高市早苗首相は1日夜、東京・元赤坂の迎賓館でフランスのマクロン大統領と会談した。エネルギーの安定調達に向けて、核融合発電や次世代原子炉の開発に関する技術協力を確認する。レアアース(希土類)の共同開発の計画も打ち出す。

フランスは今年、主要7カ国(G7)の議長を務める。中東情勢への対応やエネルギー市場の安定に向けた方策が6月の首脳会議(サミット)の主要議題になるとみられている。日仏首脳間で対応を事前に擦り合わせる狙いがある。

事実上の封鎖が続くホルムズ海峡の安全の確保も議論する見込みだ。中国や北朝鮮を含むインド太平洋情勢を巡っても意見を交わす。会談を踏まえ、日仏の横断的な協力の方向性を示す首脳共同声明を発表する。

それとは別に、原子力と核融合に関する首脳声明をまとめる予定だ。日仏の技術を生かして、環境負荷が少なく安全なエネルギーを確保するために協力する。日米欧などがフランスに建設中の核融合実験炉ITERについても言及する。

レアアースを中心とする重要鉱物の確保はG7が重視する課題の一つだ。中国による安価な供給で調達依存が強まっており、経済安全保障上のリスクがある。日仏で行動計画をとりまとめて調達の多角化を進める。

デュアルユース(軍民両用)の人工知能(AI)技術について外務、経済産業、総務各省などの次官級のハイレベル対話を立ち上げる。中国などに依存しない技術や関連製品の供給体制をめざし、両国の企業連携を促す。

首脳会談に先立ち、宇宙分野では日仏の企業が宇宙ごみ(デブリ)の除去やロケット打ち上げといった共同事業に関する覚書(MOU)を交わした。

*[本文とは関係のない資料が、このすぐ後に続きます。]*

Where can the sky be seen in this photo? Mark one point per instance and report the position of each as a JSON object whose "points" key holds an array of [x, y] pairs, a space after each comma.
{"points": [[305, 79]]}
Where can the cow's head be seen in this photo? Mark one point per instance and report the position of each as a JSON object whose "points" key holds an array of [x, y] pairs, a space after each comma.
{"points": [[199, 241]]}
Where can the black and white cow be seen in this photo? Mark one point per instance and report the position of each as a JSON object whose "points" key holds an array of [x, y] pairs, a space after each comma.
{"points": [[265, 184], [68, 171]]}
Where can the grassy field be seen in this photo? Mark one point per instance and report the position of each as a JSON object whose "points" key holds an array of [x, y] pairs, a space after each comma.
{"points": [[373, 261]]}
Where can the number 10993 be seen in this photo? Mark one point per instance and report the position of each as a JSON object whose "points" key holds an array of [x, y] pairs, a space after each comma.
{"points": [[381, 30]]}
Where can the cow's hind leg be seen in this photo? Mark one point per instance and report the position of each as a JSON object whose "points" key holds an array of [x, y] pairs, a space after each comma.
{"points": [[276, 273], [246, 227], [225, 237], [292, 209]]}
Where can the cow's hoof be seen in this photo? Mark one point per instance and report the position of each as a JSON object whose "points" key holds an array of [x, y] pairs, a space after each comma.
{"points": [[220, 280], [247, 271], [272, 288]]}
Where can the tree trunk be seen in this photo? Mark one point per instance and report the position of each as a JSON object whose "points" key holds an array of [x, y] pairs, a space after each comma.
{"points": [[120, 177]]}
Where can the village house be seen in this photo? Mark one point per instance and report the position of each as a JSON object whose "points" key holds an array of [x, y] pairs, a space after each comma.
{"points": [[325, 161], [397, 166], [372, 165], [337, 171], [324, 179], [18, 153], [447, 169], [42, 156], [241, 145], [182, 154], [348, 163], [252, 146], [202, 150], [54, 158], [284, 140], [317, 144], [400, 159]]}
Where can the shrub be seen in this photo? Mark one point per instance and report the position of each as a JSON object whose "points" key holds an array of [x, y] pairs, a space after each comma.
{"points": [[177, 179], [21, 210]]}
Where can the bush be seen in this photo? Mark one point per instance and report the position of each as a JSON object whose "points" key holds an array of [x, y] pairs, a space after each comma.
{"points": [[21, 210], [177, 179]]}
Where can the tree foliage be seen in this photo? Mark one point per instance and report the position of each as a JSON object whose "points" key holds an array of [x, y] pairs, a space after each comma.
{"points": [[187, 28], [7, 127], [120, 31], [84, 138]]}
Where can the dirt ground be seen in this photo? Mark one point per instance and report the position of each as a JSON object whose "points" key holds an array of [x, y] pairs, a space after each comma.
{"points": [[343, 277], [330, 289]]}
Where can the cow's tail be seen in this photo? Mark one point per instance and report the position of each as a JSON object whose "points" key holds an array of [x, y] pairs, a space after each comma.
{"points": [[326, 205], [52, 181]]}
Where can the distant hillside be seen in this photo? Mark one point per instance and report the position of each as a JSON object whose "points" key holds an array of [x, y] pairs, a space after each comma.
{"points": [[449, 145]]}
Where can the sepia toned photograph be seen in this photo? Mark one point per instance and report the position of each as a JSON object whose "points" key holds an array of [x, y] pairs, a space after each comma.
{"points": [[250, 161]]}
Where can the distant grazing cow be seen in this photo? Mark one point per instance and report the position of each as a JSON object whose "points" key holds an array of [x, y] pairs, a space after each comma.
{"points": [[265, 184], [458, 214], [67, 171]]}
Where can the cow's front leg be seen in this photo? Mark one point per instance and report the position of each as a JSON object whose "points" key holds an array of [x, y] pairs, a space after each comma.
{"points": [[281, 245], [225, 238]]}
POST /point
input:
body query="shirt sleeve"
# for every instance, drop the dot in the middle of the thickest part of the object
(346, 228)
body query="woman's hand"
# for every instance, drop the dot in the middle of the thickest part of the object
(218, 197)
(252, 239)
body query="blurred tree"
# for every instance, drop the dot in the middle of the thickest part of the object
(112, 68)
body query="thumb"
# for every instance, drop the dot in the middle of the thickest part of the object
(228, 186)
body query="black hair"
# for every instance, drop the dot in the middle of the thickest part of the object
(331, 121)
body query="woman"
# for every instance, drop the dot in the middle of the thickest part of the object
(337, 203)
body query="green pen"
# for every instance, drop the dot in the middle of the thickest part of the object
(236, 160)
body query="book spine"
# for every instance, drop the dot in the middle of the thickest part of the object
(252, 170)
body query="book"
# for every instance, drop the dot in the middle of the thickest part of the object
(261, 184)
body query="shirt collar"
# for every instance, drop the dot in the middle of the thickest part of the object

マクロン氏の来日は23年のG7広島サミット以来、およそ3年ぶりとなった。フランスにとって、欧州の同盟国を軽視する姿勢を示すトランプ米政権とも良好な関係を保つ日本の重要性が増す。

マクロン氏は25年12月に訪中した。アジア外交を展開するうえでも地域の民主主義国である日本との連携は欠かせない。

日本は欧州の同志国と経済安保面で協力を深めることで、サプライチェーンの多角化をめざす。首相の台湾を巡る国会答弁で国際的な世論戦が展開されるなか、日本の立場を説明する機会になる。